Not true. As it became apparent that some men just weren't going to have sons, they changed the rule to allow women to be heirs. This is what got Aristotle's panties in a knot.
 
Nov 2011
1,051
The Bluff
"...ridiculing the son of Alcibiades ..."

That would appear pretty self explanatory.
 
Last edited:
Nov 2011
1,051
The Bluff
Not true. As it became apparent that some men just weren't going to have sons, they changed the rule to allow women to be heirs. This is what got Aristotle's panties in a knot.
Aristotle defined Sparta's problem as oliganthropy. That has nothing whatsoever to do with the 300 chosen to accompany Leonidas on a suicide mission. There was no law which prevented sonless homoioi serving outside the Peloponnese; such will have crippled the Spartan forces. The logic is a nonsense: homoioi could die just as easily at Mantinea in 418; at Nemea River in 396; Sphacteria in 425 as they did at Tanagra in 458. On this logic, all 5,000 homoioi at Plataia were married with sons. Ditto every army of invasion of the Peloponnesian War.
 
Sep 2014
939
Texas
Aristotle defined Sparta's problem as oliganthropy. That has nothing whatsoever to do with the 300 chosen to accompany Leonidas on a suicide mission. There was no law which prevented sonless homoioi serving outside the Peloponnese; such will have crippled the Spartan forces. The logic is a nonsense: homoioi could die just as easily at Mantinea in 418; at Nemea River in 396; Sphacteria in 425 as they did at Tanagra in 458. On this logic, all 5,000 homoioi at Plataia were married with sons.
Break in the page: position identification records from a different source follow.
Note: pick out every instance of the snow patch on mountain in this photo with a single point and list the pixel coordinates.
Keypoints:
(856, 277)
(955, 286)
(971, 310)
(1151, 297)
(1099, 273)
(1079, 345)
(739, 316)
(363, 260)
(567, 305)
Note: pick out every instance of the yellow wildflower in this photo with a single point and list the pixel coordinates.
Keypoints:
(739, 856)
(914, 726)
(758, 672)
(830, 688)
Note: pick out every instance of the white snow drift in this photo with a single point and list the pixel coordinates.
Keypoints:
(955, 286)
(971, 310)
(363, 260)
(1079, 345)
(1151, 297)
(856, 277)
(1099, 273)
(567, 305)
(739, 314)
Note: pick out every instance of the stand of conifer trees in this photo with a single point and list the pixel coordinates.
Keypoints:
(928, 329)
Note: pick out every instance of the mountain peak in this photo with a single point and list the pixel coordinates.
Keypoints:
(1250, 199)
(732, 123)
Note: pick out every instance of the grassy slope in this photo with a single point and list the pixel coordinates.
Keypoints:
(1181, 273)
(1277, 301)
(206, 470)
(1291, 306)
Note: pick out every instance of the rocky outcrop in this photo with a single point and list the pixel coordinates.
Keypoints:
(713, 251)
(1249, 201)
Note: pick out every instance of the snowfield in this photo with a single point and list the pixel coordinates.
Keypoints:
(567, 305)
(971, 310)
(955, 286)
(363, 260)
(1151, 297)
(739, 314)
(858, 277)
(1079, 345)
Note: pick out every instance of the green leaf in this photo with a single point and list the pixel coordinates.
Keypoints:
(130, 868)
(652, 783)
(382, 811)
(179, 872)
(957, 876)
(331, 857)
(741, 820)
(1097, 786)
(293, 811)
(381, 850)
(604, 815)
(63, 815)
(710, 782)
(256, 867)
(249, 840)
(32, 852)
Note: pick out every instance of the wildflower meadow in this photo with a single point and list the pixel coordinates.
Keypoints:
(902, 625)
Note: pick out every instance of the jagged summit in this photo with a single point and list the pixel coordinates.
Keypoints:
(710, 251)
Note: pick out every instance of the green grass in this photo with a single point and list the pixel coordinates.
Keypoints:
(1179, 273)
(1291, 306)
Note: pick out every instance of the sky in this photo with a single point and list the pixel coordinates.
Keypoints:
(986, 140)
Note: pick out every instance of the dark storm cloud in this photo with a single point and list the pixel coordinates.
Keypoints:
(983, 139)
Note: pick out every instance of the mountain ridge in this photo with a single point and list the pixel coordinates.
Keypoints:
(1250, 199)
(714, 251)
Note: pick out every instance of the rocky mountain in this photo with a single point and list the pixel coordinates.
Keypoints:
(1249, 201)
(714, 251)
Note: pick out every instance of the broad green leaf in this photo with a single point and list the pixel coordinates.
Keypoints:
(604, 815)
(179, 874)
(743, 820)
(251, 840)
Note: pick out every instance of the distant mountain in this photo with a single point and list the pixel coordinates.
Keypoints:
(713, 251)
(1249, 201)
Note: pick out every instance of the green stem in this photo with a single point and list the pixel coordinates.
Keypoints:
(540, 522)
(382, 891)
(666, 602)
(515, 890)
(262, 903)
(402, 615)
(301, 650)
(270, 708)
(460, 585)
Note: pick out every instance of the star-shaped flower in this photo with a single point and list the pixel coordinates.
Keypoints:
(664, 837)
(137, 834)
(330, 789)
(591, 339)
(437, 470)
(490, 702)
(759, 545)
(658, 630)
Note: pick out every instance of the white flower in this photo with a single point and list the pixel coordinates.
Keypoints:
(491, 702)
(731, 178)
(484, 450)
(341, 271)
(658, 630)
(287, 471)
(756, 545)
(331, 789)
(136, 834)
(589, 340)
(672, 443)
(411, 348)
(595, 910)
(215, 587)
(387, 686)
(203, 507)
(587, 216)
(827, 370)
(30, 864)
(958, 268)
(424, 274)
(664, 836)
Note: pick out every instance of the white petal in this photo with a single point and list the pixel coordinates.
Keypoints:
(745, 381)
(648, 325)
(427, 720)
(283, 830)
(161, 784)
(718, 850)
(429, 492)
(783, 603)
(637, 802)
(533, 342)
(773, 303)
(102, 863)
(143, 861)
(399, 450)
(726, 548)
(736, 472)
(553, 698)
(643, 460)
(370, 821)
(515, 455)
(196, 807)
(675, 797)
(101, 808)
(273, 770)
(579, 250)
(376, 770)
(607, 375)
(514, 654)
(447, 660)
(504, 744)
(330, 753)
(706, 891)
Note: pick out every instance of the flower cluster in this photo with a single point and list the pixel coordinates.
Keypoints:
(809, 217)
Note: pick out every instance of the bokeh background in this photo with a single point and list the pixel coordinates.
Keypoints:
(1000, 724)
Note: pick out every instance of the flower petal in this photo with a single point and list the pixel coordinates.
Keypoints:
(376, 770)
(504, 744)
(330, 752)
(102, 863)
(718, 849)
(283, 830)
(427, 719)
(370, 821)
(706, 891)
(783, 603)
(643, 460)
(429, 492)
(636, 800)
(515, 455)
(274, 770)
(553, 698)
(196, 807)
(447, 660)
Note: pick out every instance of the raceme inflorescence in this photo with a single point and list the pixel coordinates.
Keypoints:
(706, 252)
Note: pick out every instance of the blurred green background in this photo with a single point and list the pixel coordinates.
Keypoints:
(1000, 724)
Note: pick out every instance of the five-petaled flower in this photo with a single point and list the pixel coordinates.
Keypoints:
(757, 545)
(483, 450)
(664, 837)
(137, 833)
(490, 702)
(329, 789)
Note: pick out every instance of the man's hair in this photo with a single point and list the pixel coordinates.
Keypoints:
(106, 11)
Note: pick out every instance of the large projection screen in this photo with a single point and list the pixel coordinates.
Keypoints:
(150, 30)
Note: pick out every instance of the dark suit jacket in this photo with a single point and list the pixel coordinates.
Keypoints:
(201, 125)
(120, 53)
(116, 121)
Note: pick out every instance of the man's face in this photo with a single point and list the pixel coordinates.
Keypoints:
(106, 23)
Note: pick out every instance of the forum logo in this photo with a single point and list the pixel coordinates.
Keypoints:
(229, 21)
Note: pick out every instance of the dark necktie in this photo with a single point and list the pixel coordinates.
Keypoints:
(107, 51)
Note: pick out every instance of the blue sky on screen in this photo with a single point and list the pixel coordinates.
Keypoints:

Ditto every army of invasion of the Peloponnesian War.
The three hundred were chosen all fathers of living sons so that no name would die out. When the war became more all encompassing they changed the rules...*shrugs* I don't understand what has you so upset.
The Spartans were encouraged to breed, hence laws protecting unmarried girls who found themselves pregnant and Spartan males marrying at a young age. If you want fame and glory, you know what you needed to do.